Notably, Lopez-Chavez is interested in learning more about tarlatamab, an antibody-drug conjugate, which has shown impressive results in patients with refractory SCLC. This agent is currently being investigated as a frontline option.

Transcription:

0:09 | I am excited about tarlatamab, which is an antibody-drug conjugate. The specific molecule that is targeting the delta-like ligand 3 and CD3, which is highly expressed in small cell lung cancer. That makes it an attractive target in small cell lung cancer. We already have data for our phase 1 study with tarlatamab for refractory small cell lung cancer. Here, we saw impressive results. We have an overall response rate of 23%, a median [progression-free survival (PFS)] of 3.7 months, that is not that impressive, but then the thing that was really impressive was the median overall survival of 13.2 months.

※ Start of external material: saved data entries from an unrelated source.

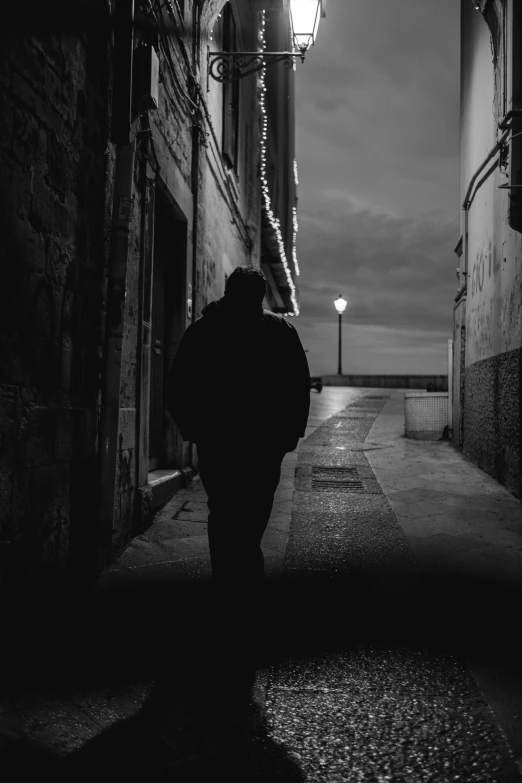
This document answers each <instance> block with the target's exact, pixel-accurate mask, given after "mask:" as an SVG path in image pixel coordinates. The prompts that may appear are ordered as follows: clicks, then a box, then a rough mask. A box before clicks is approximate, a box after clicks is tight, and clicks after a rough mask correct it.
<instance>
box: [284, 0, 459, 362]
mask: <svg viewBox="0 0 522 783" xmlns="http://www.w3.org/2000/svg"><path fill="white" fill-rule="evenodd" d="M459 27H460V3H459V2H458V0H438V2H434V0H393V1H391V0H328V7H327V17H326V19H323V20H322V21H321V25H320V28H319V34H318V38H317V43H316V45H315V47H314V48H313V49H312V50H311V51H310V53H309V54H308V56H307V58H306V62H305V63H304V64H303V65H302V64H299V65H298V71H297V74H296V76H297V79H296V85H297V163H298V167H299V234H298V246H297V250H298V260H299V265H300V268H301V276H300V277H299V278H298V279H297V283H298V286H299V290H300V302H301V314H300V316H299V317H298V318H294V319H292V323H293V324H294V325H295V326H296V328H297V330H298V332H299V335H300V337H301V341H302V342H303V345H304V347H305V349H308V351H309V353H308V360H309V364H310V371H311V373H312V375H326V374H335V373H336V372H337V345H338V344H337V335H338V331H337V328H338V327H337V314H336V312H335V309H334V306H333V300H334V299H335V298H336V297H337V296H338V294H339V293H342V294H343V296H344V297H345V299H347V300H348V303H349V304H348V308H347V310H346V312H345V314H344V316H343V324H344V328H343V371H344V372H345V373H347V374H348V373H388V374H390V373H446V372H447V359H446V356H447V341H448V338H449V337H451V328H452V312H453V309H452V305H453V297H454V296H455V293H456V286H457V280H456V275H455V268H456V267H457V266H458V260H457V257H456V256H455V255H454V253H453V247H454V246H455V244H456V242H457V240H458V238H459V223H458V219H459V170H458V166H459V138H458V132H459V44H460V34H459Z"/></svg>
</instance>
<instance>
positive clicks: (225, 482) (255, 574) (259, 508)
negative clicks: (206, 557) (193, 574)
mask: <svg viewBox="0 0 522 783" xmlns="http://www.w3.org/2000/svg"><path fill="white" fill-rule="evenodd" d="M283 457H284V453H283V452H282V451H280V450H278V451H274V450H273V449H267V448H263V447H260V446H257V447H254V448H253V447H252V446H248V447H245V445H244V444H233V445H230V444H229V445H228V447H227V448H217V447H215V446H207V445H198V461H199V469H200V475H201V480H202V483H203V486H204V488H205V490H206V492H207V495H208V508H209V517H208V538H209V548H210V559H211V564H212V573H213V576H214V577H215V579H216V581H220V582H222V583H223V584H225V583H229V584H230V586H231V587H234V586H235V587H236V588H237V587H240V585H241V584H242V585H243V586H247V585H248V584H259V583H260V582H261V581H262V578H263V567H264V562H263V554H262V551H261V539H262V537H263V534H264V532H265V530H266V527H267V524H268V520H269V519H270V514H271V511H272V505H273V501H274V493H275V491H276V489H277V485H278V484H279V480H280V477H281V462H282V459H283Z"/></svg>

1:11 | That is something that is very impressive because, just to put that into context, the median overall survival in the frontline setting for atezolizumab and durvalumab was between 12 and 13 months. Here, we are seeing that tarlatamab in the second-line setting is 13.2 months. The [adverse] effects [and] the safety profile [are] manageable. We do not have as much myelosuppression as we see with topotecan or lurbinectedin. This is an attractive agent. Now it is being brought to the frontline setting and being studied during the frontline setting. I am excited about that combination [and] I think that is something to be looking out for.